Require the specified version of vapigen in order for the test to pass. You can use this to make sure vapigen is as recent as you need it to be.

API_VERSION

Limit matches to the specified API version. This will cause the version specific vapidir to be used as the default installation location. You should not set this argument unless your vapi only works with a specific version of Vala.

FOUND-INTROSPECTION

Used to explicitly specify that GObject introspection support was found. Generally, you should omit this argument unless you are not using the GOBJECT_INTROSPECTION_CHECK macro from GI.

DEFAULT

The default value of the argument (yes, no, or auto). The default default is auto.

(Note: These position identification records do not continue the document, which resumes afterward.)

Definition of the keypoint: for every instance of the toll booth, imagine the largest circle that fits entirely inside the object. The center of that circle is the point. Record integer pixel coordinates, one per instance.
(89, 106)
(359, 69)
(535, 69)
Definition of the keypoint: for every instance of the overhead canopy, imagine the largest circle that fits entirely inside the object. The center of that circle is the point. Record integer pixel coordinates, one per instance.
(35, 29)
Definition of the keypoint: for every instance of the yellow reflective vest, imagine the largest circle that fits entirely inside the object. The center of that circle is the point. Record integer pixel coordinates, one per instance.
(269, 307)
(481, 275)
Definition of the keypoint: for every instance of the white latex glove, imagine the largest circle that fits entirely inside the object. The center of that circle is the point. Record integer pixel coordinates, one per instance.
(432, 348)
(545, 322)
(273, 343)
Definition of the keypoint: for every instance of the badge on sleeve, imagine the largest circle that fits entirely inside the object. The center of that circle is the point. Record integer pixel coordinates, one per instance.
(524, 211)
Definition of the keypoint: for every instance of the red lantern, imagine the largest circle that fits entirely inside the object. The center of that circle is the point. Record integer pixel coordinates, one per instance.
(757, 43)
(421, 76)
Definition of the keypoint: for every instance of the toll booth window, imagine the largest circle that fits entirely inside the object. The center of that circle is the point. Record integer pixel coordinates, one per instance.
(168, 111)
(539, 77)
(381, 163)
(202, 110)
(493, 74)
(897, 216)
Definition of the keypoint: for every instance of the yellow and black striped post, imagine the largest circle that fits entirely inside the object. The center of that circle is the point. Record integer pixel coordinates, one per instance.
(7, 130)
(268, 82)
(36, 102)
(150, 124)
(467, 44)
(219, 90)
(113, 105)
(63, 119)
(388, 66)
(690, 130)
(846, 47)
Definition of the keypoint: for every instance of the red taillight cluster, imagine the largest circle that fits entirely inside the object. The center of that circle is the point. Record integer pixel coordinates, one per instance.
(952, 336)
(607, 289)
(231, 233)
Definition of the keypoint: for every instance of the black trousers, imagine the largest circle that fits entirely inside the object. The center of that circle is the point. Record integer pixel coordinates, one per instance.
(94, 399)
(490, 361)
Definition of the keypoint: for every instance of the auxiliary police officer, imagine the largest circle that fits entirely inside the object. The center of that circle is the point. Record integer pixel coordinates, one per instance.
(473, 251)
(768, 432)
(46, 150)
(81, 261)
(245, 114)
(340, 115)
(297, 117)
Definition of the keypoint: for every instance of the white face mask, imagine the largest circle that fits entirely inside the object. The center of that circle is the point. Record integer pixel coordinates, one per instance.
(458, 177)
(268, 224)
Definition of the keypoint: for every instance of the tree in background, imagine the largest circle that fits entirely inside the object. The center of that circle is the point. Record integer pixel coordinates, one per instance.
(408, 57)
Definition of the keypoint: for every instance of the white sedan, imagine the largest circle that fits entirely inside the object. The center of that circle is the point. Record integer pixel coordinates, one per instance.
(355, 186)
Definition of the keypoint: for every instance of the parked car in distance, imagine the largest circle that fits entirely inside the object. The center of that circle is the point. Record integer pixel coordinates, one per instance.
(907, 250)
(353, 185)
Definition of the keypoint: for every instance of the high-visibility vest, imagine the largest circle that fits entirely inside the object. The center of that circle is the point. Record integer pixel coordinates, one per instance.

This macro will define three variables for you to use in your automake files:

VAPIGEN

Path to the vapigen executable

VAPIGEN_VAPIDIR

The location to install the your bindings to

VAPIGEN_MAKEFILE

The location of a Makefile you can include to help you generate the VAPI

At this point, you can include Makefile.vapigen to help you easily generate your VAPI. This should be done conditionally based on the ENABLE_VAPIGEN conditional:

if ENABLE_VAPIGEN
-include $(VAPIGEN_MAKEFILE)
endif

The Makefile will make use of several variables which you should populate:

VAPIGEN_FILES

A list of VAPIs to generate

*_DEPS / VAPIGEN_DEPS

List of dependencies. Usually these are pkg-config names so the VAPIs are used, but it is technically possible to use a raw GIR here, so long as no metadata is required to generate a VAPI from that GIR. Corresponds to the --pkg arguments.

*_METADATADIRS / VAPIGEN_METADATADIRS

List of directories containing the metadata files. Corresponds to the --metadatadir arguments.

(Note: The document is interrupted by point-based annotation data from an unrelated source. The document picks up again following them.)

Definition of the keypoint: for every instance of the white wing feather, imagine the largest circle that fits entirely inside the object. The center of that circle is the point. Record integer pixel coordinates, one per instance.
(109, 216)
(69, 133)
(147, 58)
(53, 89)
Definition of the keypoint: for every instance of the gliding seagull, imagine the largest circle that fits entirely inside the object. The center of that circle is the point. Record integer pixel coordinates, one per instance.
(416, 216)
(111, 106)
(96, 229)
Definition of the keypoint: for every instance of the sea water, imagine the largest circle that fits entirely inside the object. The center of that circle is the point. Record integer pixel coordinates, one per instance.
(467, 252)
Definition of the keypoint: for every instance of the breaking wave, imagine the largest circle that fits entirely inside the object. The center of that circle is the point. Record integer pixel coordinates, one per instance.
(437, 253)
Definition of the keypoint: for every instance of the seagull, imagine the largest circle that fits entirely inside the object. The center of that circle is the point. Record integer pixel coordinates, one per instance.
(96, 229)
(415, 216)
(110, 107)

*_VAPIDIRS / VAPIGEN_VAPIDIRS

List of directories to look for VAPI dependencies. Corresponds to the --vapidir arguments.

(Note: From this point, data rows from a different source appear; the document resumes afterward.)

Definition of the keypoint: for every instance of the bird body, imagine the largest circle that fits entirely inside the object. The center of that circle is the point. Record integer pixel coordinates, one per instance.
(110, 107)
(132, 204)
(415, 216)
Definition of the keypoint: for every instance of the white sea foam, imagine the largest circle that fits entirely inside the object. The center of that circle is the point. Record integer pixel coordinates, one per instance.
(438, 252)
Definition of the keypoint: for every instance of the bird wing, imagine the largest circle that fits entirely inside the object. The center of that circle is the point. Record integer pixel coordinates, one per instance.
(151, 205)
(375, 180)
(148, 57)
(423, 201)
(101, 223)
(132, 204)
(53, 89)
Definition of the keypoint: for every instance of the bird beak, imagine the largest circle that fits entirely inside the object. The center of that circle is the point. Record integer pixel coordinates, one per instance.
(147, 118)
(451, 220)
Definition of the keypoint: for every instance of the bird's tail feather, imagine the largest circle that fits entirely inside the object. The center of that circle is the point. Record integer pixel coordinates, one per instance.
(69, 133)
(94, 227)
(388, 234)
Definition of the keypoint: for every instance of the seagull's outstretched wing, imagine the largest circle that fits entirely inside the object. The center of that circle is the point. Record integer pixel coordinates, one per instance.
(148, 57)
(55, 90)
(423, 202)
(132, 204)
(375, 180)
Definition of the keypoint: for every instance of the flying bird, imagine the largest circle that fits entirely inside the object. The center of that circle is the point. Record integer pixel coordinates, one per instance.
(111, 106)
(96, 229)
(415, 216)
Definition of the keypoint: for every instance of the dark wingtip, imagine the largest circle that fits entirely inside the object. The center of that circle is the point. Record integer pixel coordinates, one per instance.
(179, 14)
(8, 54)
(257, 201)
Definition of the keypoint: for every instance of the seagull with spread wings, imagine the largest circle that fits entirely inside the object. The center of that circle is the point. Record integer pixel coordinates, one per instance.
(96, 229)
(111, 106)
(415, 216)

*_GIRDIRS / VAPIGEN_GIRDIRS

List of directories to look for GIR dependencies. Corresponds to the --girdir arguments. Note that this only specifies where vapigen will look for dependencies, not for the source files (i.e., files listed in *_FILES).

*_FILES

The GIR file to generate the VAPI from

To use our “Foo” example from eariler:

if ENABLE_VAPIGEN
-include $(VAPIGEN_MAKEFILE)

foo-1.0.vapi: Foo-1.0.gir Foo-1.0-custom.vala foo-1.0.deps

VAPIGEN_VAPIS = foo-1.0.vapi

foo_1_0_vapi_DEPS = foo-1.0
foo_1_0_vapi_METADATADIRS = $(srcdir)
foo_1_0_vapi_FILES = Foo-1.0.gir Foo-1.0-custom.vala

vapidir = $(datadir)/vala/vapi
vapi_DATA = $(VAPIGEN_VAPIS) $(VAPIGEN_VAPIS:.vapi=.deps)

EXTRA_DIST += Foo-1.0.metadata foo-1.0.deps Foo-1.0-custom.vala
endif

Writing a VAPI By Hand

If GObject Introspection support isn’t an option for you, you can still write a VAPI by hand. The process isn’t as easy as generating one from a GIR, but it is surprisingly easy for people who are already familiar with Vala. The syntax is the same as for Vala, but values and method bodies are omitted, and annotations (especially CCode annotations) are much more common. For a guide on how to convert a non-GLib C API to a Vala binding, see Writing a VAPI Manually.

Namespaces

VAPIs should enclose their API in a namespace. The namespace need not be unique but generally are. Nested namespaces can be used to further group similar functionality if desired.

Data Types

The first step in writing a VAPI by hand is figuring out to represent your types in Vala. There is a graphic in the FAQ (under the What does [SimpleType] and [Compact] in bindings mean? question) which provides a good idea of when you should use which types.